Shares of Thermo Fisher Scientific (TMO 0.66%) recently bounced a few percentage points higher. Investors were responding to fourth-quarter earnings and new forward-looking estimates that exceeded expectations.

Thermo Fisher stock soared 182% during the three-year period that ended on Dec. 31, 2021, but 2022 was a difficult year. The stock price has fallen about 12% from the peak it reached over a year ago.

Its stock price is down, but Thermo Fisher is a much larger business now than it was at the end of 2021. Let's look under the hood to see if it's a smart buy at recent prices.

The bad news about Thermo Fisher Scientific

A sinking bottom line is one of the first things investors notice when considering an investment in Thermo Fisher Scientific. Trailing-12-month (TTM) earnings peaked above $20 per share in 2021, but the company earned just $17.63 per share in 2022.

TMO EPS Diluted (TTM) Chart

TMO EPS Diluted (TTM) data by YCharts

Thermo Fisher's bottom line looks like a disaster because demand for COVID-related testing just isn't what it used to be. The company reported a whopping $9.2 billion in COVID-19 response revenue in 2021. This figure fell to an annualized run rate of just $1.5 billion, based on fourth-quarter results.

On May 11, the U.S. government's emergency declarations related to the COVID-19 pandemic will officially end. This means insurers can start asking us to pay for COVID-19 tests and testing-related services out of our own pockets. Without the government's emergency declarations in place, I'll be surprised if Thermo Fisher has enough COVID-19 response revenue in the second half of 2023 to bother reporting it separately.

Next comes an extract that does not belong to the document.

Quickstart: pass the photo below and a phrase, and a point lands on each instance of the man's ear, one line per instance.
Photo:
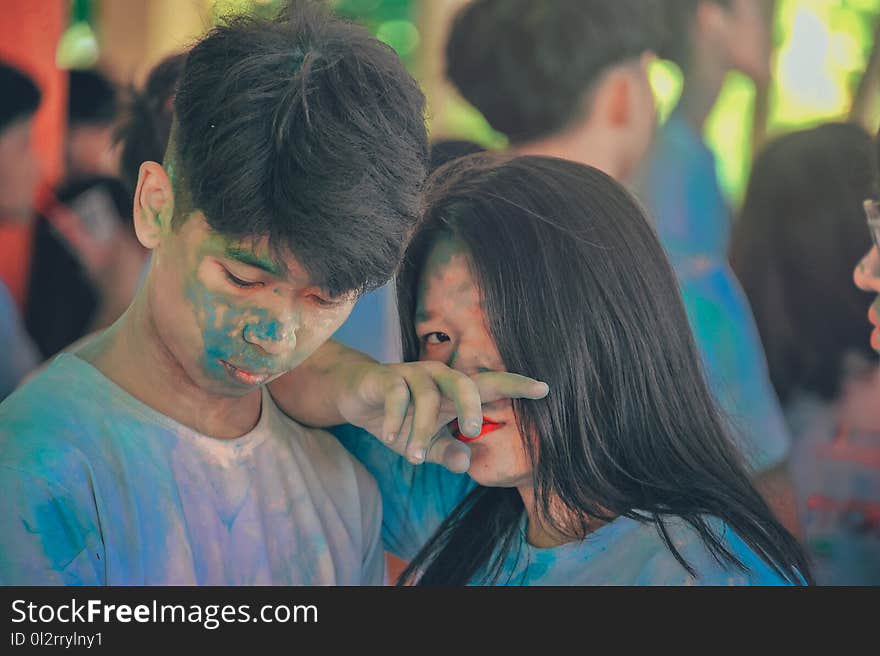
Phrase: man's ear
(153, 204)
(618, 96)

Right now, Thermo Fisher stock trades at 25.5 times forward-looking earnings estimates. That's a high multiple for a company earning less now than it was a year ago. If its bottom line doesn't start moving in the right direction soon, the stock could fall hard.

Reasons to buy Thermo Fisher stock now

When it comes to serving science, Thermo Fisher is the world leader. Whether your laboratory needs a new test tube rack or electron microscope, odds are pretty good that you're going to order both from Thermo Fisher. Its position as the go-to provider of laboratory equipment means it benefits from economies of scale that smaller competitors can only dream of.

Profit margins contracted from 2021 through the present, but don't let that fool you into thinking the company's been poorly managed.

TMO Profit Margin Chart

TMO Profit Margin data by YCharts

Zooming out to a longer time line quickly shows us that profit margins have trended higher over the past decade, albeit not in a straight line. This isn't shaping up to be a banner year, but investors can reasonably expect a return to growth on the bottom line. In its latest earnings report, management told investors to expect $23.70 per share in adjusted earnings for 2023, which is around 2% more than the company recorded in 2022.

The end of COVID-19 emergency declarations in the U.S. could be more than offset by the abrupt end of China's zero-COVID policy last December. China is Thermo Fisher's second-largest end market, and lockdowns that kept laboratories from running at full capacity were a significant constraint. 

Shareholder friendly

Despite plowing $1.5 billion into research and development last year, Thermo Fisher reported an impressive $6.9 billion in free cash flow. These are profits the company can use to pay down debt, buy back shares, or distribute as a dividend.

At recent prices, Thermo Fisher's dividend offers a minuscule 0.2% yield. This isn't much, but investors will be glad to know the company has doubled its payout since it began a series of consecutive annual raises in 2018.

Thermo Fisher isn't a stock to buy for passive income, but the fact that it distributes profits at all is kind of a big deal. From 1973 through 2021, stocks in the S&P 500 index that paid and grew their dividends delivered a 10.7% average annual return. Stocks that didn't pay a dividend rose just 4.8% on average, according to Hartford Funds and Ned Davis Research.

You might not want to buy Thermo Fisher stock solely for its dividend. But plenty of opportunities to grow its footprint in all science-related industries, tempered by a commitment to distribute profits, makes it a great dividend stock to buy right now.